The 3D printing technology makes it possible to develop tablets with exact content of the active substance, that is, designed for an individual patient with their individual needs. It also allows to add a variety of tastes into drugs, but it is rather a nice bonus to what such a serious technology can do.
“Nobel” RNA interference for the treatment of rare genetic diseases
In 1998, Andrew Fire and Craig Mello described the mechanism of RNA interference. This mechanism enables to control the activity of certain genes in the cells of animals, plants and fungi. In 2006, for their research, they received the Nobel prize in Physiology or Medicine. And in 2018 and 2019, the FDA approved two drugs, the effect of which is built on the same mechanism, and they are Patisiran and Givosiran.

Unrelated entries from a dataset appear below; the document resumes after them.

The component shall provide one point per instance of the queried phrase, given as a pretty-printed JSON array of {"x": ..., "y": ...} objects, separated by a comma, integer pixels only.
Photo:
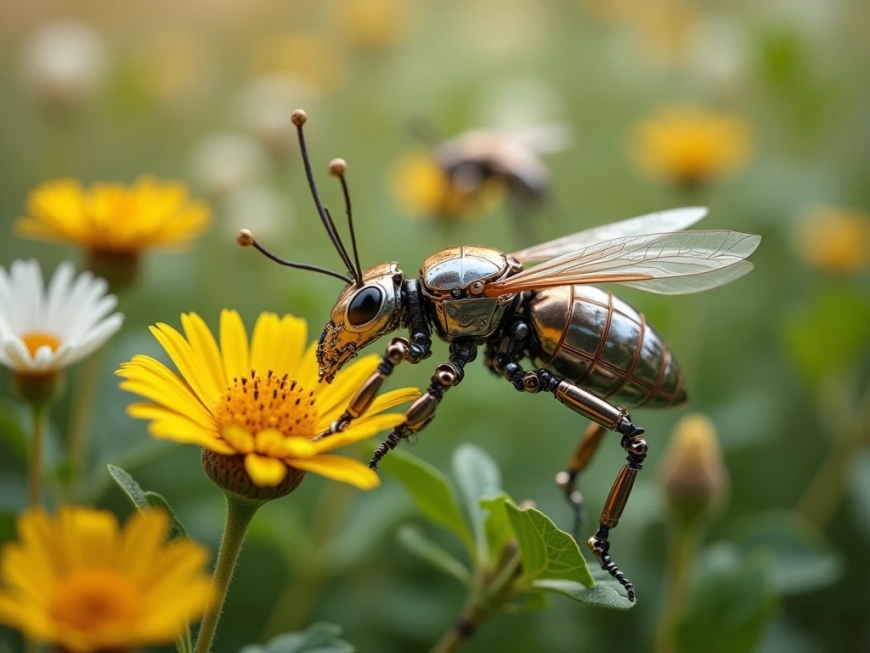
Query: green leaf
[
  {"x": 547, "y": 552},
  {"x": 731, "y": 604},
  {"x": 176, "y": 528},
  {"x": 498, "y": 527},
  {"x": 607, "y": 592},
  {"x": 801, "y": 557},
  {"x": 478, "y": 478},
  {"x": 432, "y": 492},
  {"x": 146, "y": 500},
  {"x": 421, "y": 546},
  {"x": 317, "y": 638},
  {"x": 820, "y": 345},
  {"x": 130, "y": 487}
]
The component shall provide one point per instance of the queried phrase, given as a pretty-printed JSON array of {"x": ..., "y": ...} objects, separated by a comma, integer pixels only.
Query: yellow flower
[
  {"x": 259, "y": 401},
  {"x": 689, "y": 145},
  {"x": 113, "y": 220},
  {"x": 82, "y": 583},
  {"x": 835, "y": 239},
  {"x": 422, "y": 189}
]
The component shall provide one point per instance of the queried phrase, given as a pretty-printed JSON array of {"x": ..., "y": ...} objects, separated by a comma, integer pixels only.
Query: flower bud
[
  {"x": 694, "y": 476},
  {"x": 229, "y": 474}
]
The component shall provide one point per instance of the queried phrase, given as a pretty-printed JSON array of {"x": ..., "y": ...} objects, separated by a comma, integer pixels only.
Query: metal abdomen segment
[{"x": 599, "y": 342}]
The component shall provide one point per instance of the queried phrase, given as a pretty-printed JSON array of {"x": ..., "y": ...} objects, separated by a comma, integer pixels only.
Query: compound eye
[{"x": 365, "y": 305}]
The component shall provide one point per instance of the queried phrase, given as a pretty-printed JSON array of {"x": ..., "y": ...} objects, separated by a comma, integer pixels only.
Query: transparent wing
[
  {"x": 652, "y": 223},
  {"x": 640, "y": 260}
]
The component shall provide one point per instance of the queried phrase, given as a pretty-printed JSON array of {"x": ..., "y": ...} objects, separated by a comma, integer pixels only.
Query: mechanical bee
[{"x": 593, "y": 352}]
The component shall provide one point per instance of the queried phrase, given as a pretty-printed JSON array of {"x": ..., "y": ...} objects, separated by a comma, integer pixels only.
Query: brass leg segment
[
  {"x": 567, "y": 480},
  {"x": 599, "y": 543}
]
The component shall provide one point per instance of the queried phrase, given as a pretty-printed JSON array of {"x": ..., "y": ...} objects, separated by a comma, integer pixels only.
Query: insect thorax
[{"x": 453, "y": 280}]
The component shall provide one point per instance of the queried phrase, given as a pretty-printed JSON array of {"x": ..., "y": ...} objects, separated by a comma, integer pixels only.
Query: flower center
[
  {"x": 36, "y": 339},
  {"x": 94, "y": 597},
  {"x": 259, "y": 402}
]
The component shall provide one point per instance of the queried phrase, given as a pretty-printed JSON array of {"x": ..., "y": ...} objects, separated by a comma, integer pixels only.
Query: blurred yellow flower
[
  {"x": 693, "y": 473},
  {"x": 689, "y": 145},
  {"x": 372, "y": 24},
  {"x": 113, "y": 220},
  {"x": 81, "y": 583},
  {"x": 310, "y": 56},
  {"x": 259, "y": 401},
  {"x": 835, "y": 239},
  {"x": 421, "y": 188}
]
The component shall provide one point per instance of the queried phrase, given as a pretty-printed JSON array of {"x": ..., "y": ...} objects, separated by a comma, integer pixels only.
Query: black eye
[{"x": 364, "y": 306}]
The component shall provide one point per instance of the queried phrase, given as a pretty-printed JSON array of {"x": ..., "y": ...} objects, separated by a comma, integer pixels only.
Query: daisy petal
[{"x": 338, "y": 468}]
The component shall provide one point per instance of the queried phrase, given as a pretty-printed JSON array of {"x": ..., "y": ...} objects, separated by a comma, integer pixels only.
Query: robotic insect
[{"x": 592, "y": 351}]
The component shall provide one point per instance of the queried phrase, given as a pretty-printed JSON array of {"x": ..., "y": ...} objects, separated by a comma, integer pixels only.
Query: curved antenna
[
  {"x": 246, "y": 239},
  {"x": 337, "y": 168},
  {"x": 299, "y": 117}
]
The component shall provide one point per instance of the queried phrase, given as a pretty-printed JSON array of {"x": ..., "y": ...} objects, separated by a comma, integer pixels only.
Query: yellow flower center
[
  {"x": 94, "y": 597},
  {"x": 36, "y": 339},
  {"x": 269, "y": 401}
]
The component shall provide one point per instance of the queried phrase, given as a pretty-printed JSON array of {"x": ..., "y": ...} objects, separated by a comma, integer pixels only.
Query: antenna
[
  {"x": 246, "y": 239},
  {"x": 299, "y": 118},
  {"x": 337, "y": 168}
]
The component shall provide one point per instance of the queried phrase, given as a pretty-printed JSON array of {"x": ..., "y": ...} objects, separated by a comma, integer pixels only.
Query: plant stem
[
  {"x": 38, "y": 413},
  {"x": 682, "y": 554},
  {"x": 81, "y": 419},
  {"x": 461, "y": 630},
  {"x": 239, "y": 514}
]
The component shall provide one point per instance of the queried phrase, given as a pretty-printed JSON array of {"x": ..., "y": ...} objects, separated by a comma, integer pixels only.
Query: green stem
[
  {"x": 81, "y": 419},
  {"x": 38, "y": 413},
  {"x": 239, "y": 514},
  {"x": 682, "y": 554}
]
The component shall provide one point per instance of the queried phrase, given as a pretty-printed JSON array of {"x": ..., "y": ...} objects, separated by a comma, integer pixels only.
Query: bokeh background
[{"x": 201, "y": 91}]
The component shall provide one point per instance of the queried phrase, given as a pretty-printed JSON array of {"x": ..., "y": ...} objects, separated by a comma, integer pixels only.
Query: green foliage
[
  {"x": 432, "y": 492},
  {"x": 144, "y": 500},
  {"x": 731, "y": 603},
  {"x": 317, "y": 638}
]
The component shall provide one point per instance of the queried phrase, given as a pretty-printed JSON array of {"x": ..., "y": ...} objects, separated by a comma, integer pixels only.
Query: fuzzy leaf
[
  {"x": 731, "y": 604},
  {"x": 146, "y": 500},
  {"x": 497, "y": 525},
  {"x": 547, "y": 552},
  {"x": 802, "y": 558},
  {"x": 607, "y": 593},
  {"x": 421, "y": 546},
  {"x": 317, "y": 638},
  {"x": 478, "y": 478},
  {"x": 432, "y": 492}
]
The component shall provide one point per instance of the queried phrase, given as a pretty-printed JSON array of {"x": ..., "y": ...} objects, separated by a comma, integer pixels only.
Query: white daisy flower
[{"x": 44, "y": 330}]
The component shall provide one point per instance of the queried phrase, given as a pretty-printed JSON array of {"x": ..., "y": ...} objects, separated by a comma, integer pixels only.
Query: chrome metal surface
[
  {"x": 452, "y": 281},
  {"x": 599, "y": 342}
]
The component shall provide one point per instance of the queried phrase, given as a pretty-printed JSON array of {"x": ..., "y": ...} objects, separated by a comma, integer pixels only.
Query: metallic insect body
[{"x": 590, "y": 350}]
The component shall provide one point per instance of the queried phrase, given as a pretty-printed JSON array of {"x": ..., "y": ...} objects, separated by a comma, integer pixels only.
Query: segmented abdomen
[{"x": 602, "y": 344}]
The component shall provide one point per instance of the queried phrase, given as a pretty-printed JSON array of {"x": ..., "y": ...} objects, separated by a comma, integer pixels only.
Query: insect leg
[
  {"x": 422, "y": 411},
  {"x": 616, "y": 419},
  {"x": 567, "y": 480}
]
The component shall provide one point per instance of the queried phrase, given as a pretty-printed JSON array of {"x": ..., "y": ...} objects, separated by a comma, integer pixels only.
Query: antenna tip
[
  {"x": 337, "y": 167},
  {"x": 245, "y": 238}
]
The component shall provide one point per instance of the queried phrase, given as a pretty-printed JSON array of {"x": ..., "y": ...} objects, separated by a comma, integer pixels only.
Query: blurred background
[{"x": 758, "y": 110}]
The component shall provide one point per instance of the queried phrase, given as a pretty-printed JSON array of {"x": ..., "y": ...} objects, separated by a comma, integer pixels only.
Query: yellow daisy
[
  {"x": 257, "y": 400},
  {"x": 80, "y": 582},
  {"x": 689, "y": 145},
  {"x": 113, "y": 220}
]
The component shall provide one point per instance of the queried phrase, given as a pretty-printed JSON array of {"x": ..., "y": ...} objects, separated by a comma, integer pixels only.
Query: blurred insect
[
  {"x": 480, "y": 165},
  {"x": 592, "y": 351}
]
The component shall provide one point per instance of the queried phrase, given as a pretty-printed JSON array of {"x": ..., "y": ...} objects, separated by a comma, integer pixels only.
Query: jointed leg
[
  {"x": 422, "y": 411},
  {"x": 567, "y": 479}
]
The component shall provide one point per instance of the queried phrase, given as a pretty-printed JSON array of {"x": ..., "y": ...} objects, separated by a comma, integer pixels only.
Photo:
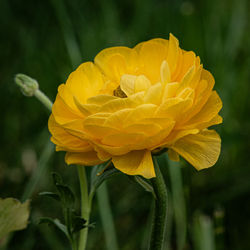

Patisiran is intended for the treatment of familial amyloid polyneuropathy. The “mutated” form of the protein transthyretin is synthesized in people with this disease, which leads to the violations in the body function. At a certain stage Patisiran blocks the synthesis of the “wrong” protein and thus reduces these violations. Givosiran has the same principle helping to fight against another rare disease – acute renal porphyria. Probably, the mechanism of RNA interference will be used to cure some other genetic diseases.
In 2017, the FDA approved two drugs: Kymriah for the treatment of acute B-cell lymphoblastic leukaemia and Yescarta to treat certain types of lymphoma.
The drugs are developed using an individual patient’s own T-cells, one of the types of immune cells. A special gene is “inserted” in these cells that is responsible for the production of a particular protein, a chimeric antigen receptor (CAR). After that, genetically-modified T-cells are put back in the human body, where they use their new receptor to attack and destroy cancer cells. The cost of such therapy is approximately $400 thousand, it is used in cases when other methods prove ineffective.